The rather delayed link roundup

Thanks to all who sent in well-wishes–feeling much better this morning, but still more on the tortoise side rather than hare-like in terms of speed. Anyway:

What the hell got Caryn James so angry? So the National Book Award finalists are all women from New York and wrote, I dunno, spare, short books. What’s the problem? Repeat after me: awards are a matter of taste, awards are a matter of taste….

Related, Ron Hogan’s on a quest to interview each NBA finalist, as he talks to Christine Schutt, then catches up with Joan Silber & Lily Tuck.

As reported all over the trade publishing world, HarperCollins is reorganizing into two distinct halves: the business side will be Collins, while the trade side will be called HarperMorrow, headed up by publisher Michael Morrison.


Meet the crime writing Ellises, Ron and Kate
–both live in Merseyside and both write vastly different types of books.

The Los Angeles Daily News interviews Kirk Russell, whose series featuring a DEA agent and game warden has been updated with a second installment, NIGHT GAME.

Bob Walch is one of the few dissenters about Alexander McCall Smith’s new series, saying it wasn’t terrible, but it wasn’t very good either. Ouch. Granted, it is rather an acquired taste….

Speaking of McCall Smith, he’s decided to use the money included with the Dagger in the Library Prize to set up a literary prize for emerging writers in Botswana. That does sound awfully cool.

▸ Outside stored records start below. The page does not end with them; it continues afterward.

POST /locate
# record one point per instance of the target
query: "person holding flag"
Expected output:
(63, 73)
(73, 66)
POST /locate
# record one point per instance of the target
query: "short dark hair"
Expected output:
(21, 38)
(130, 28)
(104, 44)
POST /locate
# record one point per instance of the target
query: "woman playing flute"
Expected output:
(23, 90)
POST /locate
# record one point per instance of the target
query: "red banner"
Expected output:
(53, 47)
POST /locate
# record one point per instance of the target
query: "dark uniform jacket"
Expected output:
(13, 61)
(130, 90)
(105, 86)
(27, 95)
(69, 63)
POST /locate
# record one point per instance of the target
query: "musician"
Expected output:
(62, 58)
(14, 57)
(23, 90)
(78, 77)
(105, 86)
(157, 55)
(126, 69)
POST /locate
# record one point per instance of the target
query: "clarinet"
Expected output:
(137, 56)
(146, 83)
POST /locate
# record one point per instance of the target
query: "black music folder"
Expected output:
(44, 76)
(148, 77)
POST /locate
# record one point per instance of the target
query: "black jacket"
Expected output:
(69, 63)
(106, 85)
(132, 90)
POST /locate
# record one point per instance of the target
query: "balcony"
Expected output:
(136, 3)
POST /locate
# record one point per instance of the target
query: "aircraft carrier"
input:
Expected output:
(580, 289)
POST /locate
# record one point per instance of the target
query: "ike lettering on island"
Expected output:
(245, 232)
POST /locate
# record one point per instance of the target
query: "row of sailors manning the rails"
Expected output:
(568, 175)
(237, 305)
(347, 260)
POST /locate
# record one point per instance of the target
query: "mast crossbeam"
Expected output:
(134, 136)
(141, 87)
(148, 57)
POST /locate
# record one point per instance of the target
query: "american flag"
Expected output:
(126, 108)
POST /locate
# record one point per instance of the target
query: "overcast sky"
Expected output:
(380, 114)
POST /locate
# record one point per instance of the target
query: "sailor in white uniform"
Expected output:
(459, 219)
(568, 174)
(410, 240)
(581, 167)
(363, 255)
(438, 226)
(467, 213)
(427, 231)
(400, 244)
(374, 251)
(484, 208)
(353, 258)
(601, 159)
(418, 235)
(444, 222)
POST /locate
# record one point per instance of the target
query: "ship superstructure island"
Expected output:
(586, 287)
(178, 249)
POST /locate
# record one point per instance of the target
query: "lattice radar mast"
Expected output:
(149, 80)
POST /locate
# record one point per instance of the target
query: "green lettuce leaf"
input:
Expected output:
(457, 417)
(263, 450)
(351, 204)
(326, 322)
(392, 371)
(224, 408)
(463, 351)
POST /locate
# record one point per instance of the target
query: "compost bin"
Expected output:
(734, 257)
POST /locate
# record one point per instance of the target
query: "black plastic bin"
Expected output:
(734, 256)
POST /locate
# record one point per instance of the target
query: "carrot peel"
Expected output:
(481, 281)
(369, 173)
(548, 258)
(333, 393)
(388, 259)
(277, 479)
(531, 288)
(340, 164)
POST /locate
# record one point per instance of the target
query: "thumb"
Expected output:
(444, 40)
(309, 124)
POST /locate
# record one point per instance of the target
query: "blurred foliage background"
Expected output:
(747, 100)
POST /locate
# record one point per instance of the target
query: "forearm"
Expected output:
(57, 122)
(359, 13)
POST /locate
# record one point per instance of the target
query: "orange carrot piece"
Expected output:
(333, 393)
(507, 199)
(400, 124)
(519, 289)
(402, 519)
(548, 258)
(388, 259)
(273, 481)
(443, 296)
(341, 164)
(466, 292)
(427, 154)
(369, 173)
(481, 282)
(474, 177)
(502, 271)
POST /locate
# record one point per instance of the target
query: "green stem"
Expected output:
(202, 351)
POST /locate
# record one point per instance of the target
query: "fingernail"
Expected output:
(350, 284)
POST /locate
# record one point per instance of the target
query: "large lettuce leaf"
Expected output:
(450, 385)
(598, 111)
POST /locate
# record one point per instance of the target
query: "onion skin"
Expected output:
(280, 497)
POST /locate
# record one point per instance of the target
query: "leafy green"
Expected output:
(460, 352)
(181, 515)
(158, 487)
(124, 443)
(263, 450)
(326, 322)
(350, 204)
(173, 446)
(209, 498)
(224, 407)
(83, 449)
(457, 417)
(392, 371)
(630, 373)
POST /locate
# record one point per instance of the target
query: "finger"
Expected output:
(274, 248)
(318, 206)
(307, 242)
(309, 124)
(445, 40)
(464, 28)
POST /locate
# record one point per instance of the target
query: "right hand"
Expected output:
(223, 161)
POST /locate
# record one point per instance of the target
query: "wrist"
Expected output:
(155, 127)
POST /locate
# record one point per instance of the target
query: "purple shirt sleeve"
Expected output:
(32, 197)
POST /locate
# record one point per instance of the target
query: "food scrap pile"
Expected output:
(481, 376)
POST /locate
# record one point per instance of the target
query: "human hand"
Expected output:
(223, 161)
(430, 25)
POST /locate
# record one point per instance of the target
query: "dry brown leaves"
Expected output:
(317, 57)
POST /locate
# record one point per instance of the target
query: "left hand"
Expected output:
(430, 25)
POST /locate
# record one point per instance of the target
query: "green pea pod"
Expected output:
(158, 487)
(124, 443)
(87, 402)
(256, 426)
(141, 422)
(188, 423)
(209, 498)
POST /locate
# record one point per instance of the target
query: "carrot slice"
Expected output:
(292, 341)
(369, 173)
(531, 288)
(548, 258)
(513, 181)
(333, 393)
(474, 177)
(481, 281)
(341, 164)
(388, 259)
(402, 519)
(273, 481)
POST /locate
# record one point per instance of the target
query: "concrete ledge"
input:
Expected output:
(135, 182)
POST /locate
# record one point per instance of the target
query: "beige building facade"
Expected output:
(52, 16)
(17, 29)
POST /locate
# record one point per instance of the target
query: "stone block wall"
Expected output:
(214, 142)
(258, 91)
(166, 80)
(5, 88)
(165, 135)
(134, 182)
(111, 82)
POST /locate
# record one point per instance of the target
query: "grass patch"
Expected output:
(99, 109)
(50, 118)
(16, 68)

Lesley Lokko’s SUNDOWNERS is a “big doorstop of a book” and touted as the heir apparent to Jackie Collins. The Scotsman meets one of its own.

Who’d have thunk it? But the 20th edition of the Malta Book Fair has just begun, and it runs through the end of the weekend.

And finally, RIP Iris Chang, dead of a self-inflicted gunshot wound. She leaves behind a two-year-old son.